BOSTON — Red Sox starting pitcher Daisuke Matsuzaka took a no-hitter into the seventh inning of Game 1 last week before Carl Crawford singled. He eventually allowed four hits but still earned the 2-0 win.
Akinori Iwamura broke up the no-hitter before it even began Thursday, singling as the first batter of the game. B.J. Upton ruined the shutout one batter later with a homer to left for a 2-0 lead. Matsuzaka allowed three runs in the third — a two-run homer by Carlos Pena and a solo shot by Evan Longoria.
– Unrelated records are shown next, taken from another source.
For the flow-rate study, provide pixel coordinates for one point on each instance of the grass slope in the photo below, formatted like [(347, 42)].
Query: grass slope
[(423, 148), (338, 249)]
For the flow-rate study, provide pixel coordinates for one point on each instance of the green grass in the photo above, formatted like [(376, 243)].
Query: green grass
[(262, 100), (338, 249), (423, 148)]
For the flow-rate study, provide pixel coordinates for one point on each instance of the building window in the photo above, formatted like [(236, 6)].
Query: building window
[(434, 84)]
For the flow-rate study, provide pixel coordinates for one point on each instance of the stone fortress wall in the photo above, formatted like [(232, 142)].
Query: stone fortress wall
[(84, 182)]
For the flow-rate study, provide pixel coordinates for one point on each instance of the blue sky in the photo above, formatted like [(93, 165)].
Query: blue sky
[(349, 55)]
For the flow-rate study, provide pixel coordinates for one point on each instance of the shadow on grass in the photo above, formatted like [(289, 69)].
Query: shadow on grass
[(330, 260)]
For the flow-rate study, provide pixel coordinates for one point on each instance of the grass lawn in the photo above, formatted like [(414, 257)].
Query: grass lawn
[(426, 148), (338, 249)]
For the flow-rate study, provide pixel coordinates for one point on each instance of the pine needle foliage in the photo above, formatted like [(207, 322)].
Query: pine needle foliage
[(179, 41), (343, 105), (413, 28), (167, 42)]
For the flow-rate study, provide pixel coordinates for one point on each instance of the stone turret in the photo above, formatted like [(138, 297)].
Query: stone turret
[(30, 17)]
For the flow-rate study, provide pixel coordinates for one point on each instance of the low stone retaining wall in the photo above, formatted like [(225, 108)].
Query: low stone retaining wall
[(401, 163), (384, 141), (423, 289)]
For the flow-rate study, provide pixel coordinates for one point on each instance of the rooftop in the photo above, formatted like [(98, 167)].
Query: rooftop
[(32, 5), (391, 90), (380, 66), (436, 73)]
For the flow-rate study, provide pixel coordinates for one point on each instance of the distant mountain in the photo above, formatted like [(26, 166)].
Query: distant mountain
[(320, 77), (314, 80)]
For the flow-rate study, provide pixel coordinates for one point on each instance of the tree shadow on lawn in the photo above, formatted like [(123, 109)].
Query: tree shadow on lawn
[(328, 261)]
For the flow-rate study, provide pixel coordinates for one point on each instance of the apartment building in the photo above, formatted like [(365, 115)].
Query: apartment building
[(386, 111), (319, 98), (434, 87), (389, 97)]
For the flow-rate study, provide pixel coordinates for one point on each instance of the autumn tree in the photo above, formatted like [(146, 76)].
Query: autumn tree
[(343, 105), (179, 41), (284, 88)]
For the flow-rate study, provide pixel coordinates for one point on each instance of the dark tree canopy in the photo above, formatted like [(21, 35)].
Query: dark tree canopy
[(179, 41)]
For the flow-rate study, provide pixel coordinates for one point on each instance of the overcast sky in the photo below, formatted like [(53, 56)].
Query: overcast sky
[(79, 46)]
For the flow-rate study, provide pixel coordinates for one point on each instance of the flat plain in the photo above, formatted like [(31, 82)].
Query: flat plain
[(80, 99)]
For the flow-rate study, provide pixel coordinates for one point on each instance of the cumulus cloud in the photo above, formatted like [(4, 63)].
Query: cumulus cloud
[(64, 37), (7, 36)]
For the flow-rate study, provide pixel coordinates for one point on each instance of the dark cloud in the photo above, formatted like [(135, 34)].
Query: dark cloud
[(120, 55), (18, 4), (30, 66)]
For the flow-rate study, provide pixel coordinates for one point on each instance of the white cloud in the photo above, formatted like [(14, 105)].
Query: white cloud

He left in the fifth, having given up five runs on five hits with two walks and two strikeouts.
REPORT Denied: Red Sox manager Terry Francona called a Thursday report on SI.com that RHP Josh Beckett had torn a muscle in his right side during his final start of the regular season "not true." Beckett, who went 4-0 with a 1.20 ERA in the 2007 postseason, is 0-0 with an 11.57 ERA and 18 hits allowed in 91/3 innings this year. He had reportedly strained the muscle in a bullpen session and received an anti-inflammatory shot.
"I don't know how that came about. That's another one that's hard to answer because it didn't happen," Francona said.
Beckett, who is slated to start Game 6 at the Trop, allowed eight runs on nine hits in a 9-8 Rays win in Game 2.
CHANGED: Francona put OF Coco Crisp in the leadoff spot and kept the struggling Jacoby Ellsbury on the bench for the second straight game. Ellsbury entered play 0-for-14 in the ALCS and a .000 on-base percentage. Not exactly leadoff material. Crisp went 2-for-4 with an RBI and is 8-for-20 in the postseason.
"I wanted to keep Dustin (Pedroia), David (Ortiz), (Kevin Youkilis) and (Jason) Bay two through five," Francona said. "Again, we understand that making (Rays starter Scott) Kazmir work is very, very important. When we've had success against him, for the most part we've gotten him out of games and made him work, and we are very aware of that."
NO BLOODY SOCK: Injured Red Sox P Curt Schilling threw out the ceremonial first pitch (bouncing the ball to the plate). Schilling's blood-tinged sock — a result of a surgical procedure to repair an ankle tendon — was a rallying point for Boston in its 2004 World Series title run.